When astronomers refer to “information” they are referring to all the content and relations within a certain piece of matter or process. The “information loss paradox” is based on the fact that physics tell us matter cannot be destroyed, but only transferred and transformed, and its information is preserved in something new. Water, for example, can become vapor or ice, but the information contained in its liquid form will be incorporated into the new stage.

However, for a long time, it seemed that black holes could capture all matter and light which came into their gravitational pull. Once information was sucked inside, it could never escape. And since light could never escape from the black hole, its rim constituted what was termed an “event horizon” – a sort of point of no return – beyond which any outside observer couldn’t see.

Forty years ago, Stephen Hawking proposed that black holes could eventually annihilate themselves through the evaporation of energy caused by radiating particles. Therefore, all the information inside a black hole would be permanently lost. However, this contradicted the laws of quantum mechanics and for decades it has remained a conundrum, which scientists haven’t been able to explain.

Last year, however, Hawking said that he had been wrong and that it was possible for information to be held in a black hole – or as he now calls them, “grey holes” – and then be released back into space. This, he said, was possible according to the laws of quantum physics, but a debate between scientists over whether and how this information could be retrieved is still ongoing.

Science Daily says that the new study may provide some answers to this. It quotes Dejan Stojkovic, PhD, associate professor of physics at the University at Buffalo, who said,

“According to our work, information isn’t lost once it enters a black hole. It doesn’t just disappear.”

Stojkovic said that even physicists, who believed that information was preserved inside black holes, have been unable to prove it mathematically. But, his new paper, he claims, gives precise calculations showing how information is preserved.

Phys.org explains that,

“Instead of looking only at the particles a black hole emits, the study also takes into account the subtle interactions between the particles. By doing so, the research finds that it is possible for an observer standing outside of a black hole to recover information about what lies within.”

“Interactions between particles” it continues, “can range from gravitational attraction to the exchange of mediators like photons between particles.”

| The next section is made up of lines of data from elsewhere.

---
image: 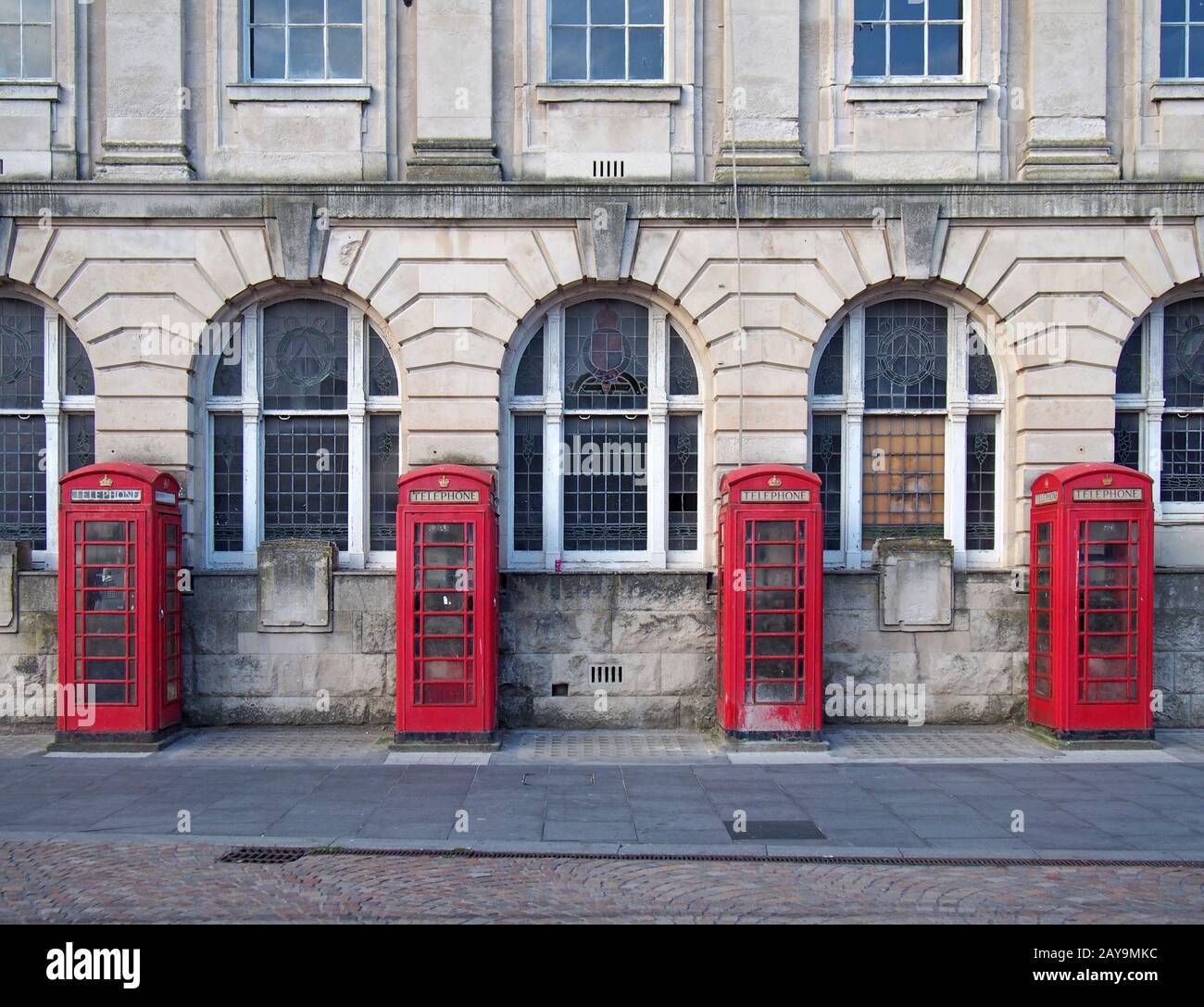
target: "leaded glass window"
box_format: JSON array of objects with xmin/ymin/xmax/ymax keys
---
[
  {"xmin": 0, "ymin": 297, "xmax": 95, "ymax": 566},
  {"xmin": 548, "ymin": 0, "xmax": 665, "ymax": 81},
  {"xmin": 809, "ymin": 297, "xmax": 1003, "ymax": 567},
  {"xmin": 505, "ymin": 297, "xmax": 703, "ymax": 569},
  {"xmin": 0, "ymin": 0, "xmax": 55, "ymax": 81},
  {"xmin": 866, "ymin": 300, "xmax": 948, "ymax": 409},
  {"xmin": 811, "ymin": 414, "xmax": 844, "ymax": 550},
  {"xmin": 208, "ymin": 297, "xmax": 401, "ymax": 566},
  {"xmin": 242, "ymin": 0, "xmax": 364, "ymax": 81},
  {"xmin": 1112, "ymin": 296, "xmax": 1204, "ymax": 508}
]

Although such correlations are not new, many scientists have dismissed them as too small to be of any importance.

Stojkovic says the difference in his study is that,

“Our explicit calculations show that though the correlations start off very small, they grow in time and become large enough to change the outcome.”

This, he believes, marks a new step forward in answering the contradictions arising from the information loss paradox.

Stojkovic’s study called, “Radiation from a Collapsing Object is Manifestly Unitary,” was published on March 17 in Physical Review Letters, undersigned by PhD student Anshul Saini, who was its co-author.